Выбравшись на поверхность ледника, мы старались держаться его боковой морены. Поверхность льда была гладкая и покрыта сверкавшим на солнце снегом; пришлось надеть тёмные очки.

Перевал Сассер-ла, ведущий в долину Нубра. Рисунок. (братья Шлагинвейт, 1861)[21]
Ценным качеством яка является его удивительная способность распознавать трещины под снегом, которые человек не видит, и падение в которые может быть смертельным для человека и животного. Поэтому когда бхоти пересекают ледник, чреватый скрытыми трещинами, они посылают вперёд нескольких яков, и те уверенно находят безопасный путь.
Проехав версты три-четыре по леднику, мы достигли перевала, где ледник раздвоился на рукава. Слева от нашего пути, между вершинами, лежала огромная масса льда – источник обоих ответвлений. Высота над уровнем моря достигла 5400 м. Спуск, хотя и крутой, оказался не сложным и не опасным; на небе, совершенно безоблачном, глубокого тёмно-синего цвета, сияло солнце и согревало наши кости. Когда ледовый участок был пройден, тропа вывела под отвесную скальную стену справа по ходу, а слева расположилось зеленовато-голубое каровое озеро. Узкий проход между ним и скалами был усеян скальными обломками, валунами и глыбами льда. Это был трудный и опасный участок, где животные могли покалечиться на каждом шагу, необходимо было осторожно проводить их среди камней. Серьезным препятствием оказалась недавно погибшая здесь лошадь, тушу которой с трудом удалось убрать с дороги.
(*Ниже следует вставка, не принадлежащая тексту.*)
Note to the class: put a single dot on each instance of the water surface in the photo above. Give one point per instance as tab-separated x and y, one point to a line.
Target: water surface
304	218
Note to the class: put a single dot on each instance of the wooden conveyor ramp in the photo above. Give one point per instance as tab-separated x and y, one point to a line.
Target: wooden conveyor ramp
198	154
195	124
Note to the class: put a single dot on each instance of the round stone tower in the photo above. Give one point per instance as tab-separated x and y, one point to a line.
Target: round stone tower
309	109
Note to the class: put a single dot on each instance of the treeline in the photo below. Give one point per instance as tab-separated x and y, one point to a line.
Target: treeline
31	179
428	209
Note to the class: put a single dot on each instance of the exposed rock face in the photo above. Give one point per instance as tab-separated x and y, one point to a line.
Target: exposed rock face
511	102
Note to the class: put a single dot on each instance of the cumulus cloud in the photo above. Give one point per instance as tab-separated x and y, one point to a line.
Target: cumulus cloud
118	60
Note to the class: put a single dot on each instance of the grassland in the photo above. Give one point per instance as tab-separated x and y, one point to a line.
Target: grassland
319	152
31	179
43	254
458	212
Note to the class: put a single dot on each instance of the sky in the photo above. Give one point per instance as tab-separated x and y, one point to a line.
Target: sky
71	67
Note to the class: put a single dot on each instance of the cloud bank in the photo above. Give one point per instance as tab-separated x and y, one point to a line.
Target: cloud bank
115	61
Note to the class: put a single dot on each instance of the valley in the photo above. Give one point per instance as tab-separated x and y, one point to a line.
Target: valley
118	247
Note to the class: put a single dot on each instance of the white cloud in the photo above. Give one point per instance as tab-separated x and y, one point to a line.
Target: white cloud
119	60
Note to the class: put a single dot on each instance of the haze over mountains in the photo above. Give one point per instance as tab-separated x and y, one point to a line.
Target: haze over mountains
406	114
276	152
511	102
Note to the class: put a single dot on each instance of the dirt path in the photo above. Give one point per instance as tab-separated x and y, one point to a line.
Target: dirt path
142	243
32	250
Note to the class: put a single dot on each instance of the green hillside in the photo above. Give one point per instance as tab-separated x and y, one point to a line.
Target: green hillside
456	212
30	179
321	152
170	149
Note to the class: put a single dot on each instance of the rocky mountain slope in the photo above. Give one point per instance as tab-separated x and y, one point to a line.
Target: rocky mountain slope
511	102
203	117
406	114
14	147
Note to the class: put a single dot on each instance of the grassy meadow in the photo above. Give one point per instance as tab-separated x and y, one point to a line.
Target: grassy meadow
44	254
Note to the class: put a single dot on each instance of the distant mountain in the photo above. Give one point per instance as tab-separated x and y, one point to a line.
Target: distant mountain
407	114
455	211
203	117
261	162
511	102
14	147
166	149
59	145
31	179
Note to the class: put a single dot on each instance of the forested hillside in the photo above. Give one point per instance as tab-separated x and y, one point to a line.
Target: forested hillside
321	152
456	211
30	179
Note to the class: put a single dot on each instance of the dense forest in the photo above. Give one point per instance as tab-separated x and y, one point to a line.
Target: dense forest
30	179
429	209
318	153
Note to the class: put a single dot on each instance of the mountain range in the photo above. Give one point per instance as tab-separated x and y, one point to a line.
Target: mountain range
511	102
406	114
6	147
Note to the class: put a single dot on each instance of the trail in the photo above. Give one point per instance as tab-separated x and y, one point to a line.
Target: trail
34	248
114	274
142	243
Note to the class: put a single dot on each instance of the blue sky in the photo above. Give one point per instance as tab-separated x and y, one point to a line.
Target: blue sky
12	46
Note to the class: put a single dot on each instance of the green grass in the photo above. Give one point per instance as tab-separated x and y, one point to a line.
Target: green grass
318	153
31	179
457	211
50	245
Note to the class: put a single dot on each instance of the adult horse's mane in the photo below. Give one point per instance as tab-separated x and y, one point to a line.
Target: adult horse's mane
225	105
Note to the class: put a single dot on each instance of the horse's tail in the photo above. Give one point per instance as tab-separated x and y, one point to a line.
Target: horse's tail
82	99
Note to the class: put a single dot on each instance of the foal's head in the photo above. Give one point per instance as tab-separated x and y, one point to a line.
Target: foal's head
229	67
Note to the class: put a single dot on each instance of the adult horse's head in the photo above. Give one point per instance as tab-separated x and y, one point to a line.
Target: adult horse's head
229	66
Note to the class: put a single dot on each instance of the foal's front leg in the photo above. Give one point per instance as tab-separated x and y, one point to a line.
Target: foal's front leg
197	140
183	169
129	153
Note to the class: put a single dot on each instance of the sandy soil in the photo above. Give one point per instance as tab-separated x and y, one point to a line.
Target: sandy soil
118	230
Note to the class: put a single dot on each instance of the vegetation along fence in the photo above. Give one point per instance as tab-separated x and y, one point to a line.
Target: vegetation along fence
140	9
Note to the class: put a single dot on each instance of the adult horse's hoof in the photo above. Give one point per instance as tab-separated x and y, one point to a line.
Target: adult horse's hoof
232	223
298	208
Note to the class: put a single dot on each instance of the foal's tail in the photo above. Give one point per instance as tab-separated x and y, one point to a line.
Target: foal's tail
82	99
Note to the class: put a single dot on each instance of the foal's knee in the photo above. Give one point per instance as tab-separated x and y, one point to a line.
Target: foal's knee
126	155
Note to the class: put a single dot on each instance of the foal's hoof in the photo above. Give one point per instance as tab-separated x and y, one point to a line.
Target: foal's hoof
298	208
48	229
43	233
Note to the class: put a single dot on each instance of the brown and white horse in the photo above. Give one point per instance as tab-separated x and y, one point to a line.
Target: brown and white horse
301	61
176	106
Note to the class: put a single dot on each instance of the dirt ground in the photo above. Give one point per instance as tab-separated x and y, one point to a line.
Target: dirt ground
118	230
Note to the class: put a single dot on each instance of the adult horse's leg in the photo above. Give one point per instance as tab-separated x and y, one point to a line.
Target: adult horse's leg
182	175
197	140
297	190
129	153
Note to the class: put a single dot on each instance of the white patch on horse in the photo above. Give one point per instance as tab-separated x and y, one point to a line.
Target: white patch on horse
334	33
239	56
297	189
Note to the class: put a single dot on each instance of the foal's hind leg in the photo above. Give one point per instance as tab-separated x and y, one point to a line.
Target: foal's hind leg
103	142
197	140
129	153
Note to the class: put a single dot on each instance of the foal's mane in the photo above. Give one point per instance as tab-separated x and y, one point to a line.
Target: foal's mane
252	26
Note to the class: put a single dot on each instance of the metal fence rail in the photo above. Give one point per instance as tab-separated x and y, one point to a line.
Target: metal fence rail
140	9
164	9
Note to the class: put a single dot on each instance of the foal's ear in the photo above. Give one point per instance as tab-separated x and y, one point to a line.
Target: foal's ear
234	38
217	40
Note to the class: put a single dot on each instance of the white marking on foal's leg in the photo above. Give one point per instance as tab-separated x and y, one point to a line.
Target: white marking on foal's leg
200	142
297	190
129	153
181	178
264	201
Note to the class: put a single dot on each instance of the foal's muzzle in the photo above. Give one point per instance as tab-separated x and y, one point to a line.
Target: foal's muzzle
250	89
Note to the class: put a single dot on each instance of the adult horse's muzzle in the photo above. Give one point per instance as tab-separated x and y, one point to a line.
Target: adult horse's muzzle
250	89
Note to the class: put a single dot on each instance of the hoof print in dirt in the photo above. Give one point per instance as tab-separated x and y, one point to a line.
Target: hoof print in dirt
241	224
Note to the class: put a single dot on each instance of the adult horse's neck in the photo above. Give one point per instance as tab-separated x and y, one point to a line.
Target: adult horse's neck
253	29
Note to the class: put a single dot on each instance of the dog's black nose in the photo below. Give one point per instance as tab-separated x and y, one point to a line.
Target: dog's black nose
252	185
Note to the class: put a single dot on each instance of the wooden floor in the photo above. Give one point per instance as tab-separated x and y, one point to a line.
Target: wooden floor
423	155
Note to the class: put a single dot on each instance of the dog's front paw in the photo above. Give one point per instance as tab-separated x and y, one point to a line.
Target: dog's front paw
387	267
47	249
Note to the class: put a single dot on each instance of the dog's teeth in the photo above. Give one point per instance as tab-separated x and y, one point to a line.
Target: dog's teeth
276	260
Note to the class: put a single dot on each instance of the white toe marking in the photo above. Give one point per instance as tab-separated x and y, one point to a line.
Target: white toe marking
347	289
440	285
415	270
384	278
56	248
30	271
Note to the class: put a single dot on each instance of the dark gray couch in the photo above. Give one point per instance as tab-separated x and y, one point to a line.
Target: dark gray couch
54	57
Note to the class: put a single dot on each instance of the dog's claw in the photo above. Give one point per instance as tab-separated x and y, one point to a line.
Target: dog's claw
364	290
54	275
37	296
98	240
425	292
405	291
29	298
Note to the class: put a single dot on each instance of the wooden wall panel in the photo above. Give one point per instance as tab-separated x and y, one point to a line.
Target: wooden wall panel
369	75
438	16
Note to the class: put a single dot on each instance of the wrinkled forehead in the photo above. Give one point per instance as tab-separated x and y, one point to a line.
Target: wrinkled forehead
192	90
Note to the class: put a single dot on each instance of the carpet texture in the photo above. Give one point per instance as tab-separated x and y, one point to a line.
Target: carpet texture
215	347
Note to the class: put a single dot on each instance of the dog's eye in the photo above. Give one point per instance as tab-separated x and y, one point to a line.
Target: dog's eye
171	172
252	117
Чуть дальше огромная масса льда обрушилась и полностью перекрыла нам путь, пришлось с величайшей осторожностью преодолевать её по скользким поверхностям глыб. Я пребывал в напряжении, ибо велика была вероятность рухнуть вниз. Там, словно грозное предупреждение, на острых камнях лежало тело яка, который упал как раз в этом месте несколько дней назад. Люди сняли с него груз, но бедное создание со сломанными ногами оставили умирать от холода, голода и боли. Таковое отношение к погибающему животному в данном случае нельзя считать проявлением жестокости, она вовсе не присуща народу бхоти, но таков уж обычай страны, где мы теперь пребывали. Поясню свою мысль.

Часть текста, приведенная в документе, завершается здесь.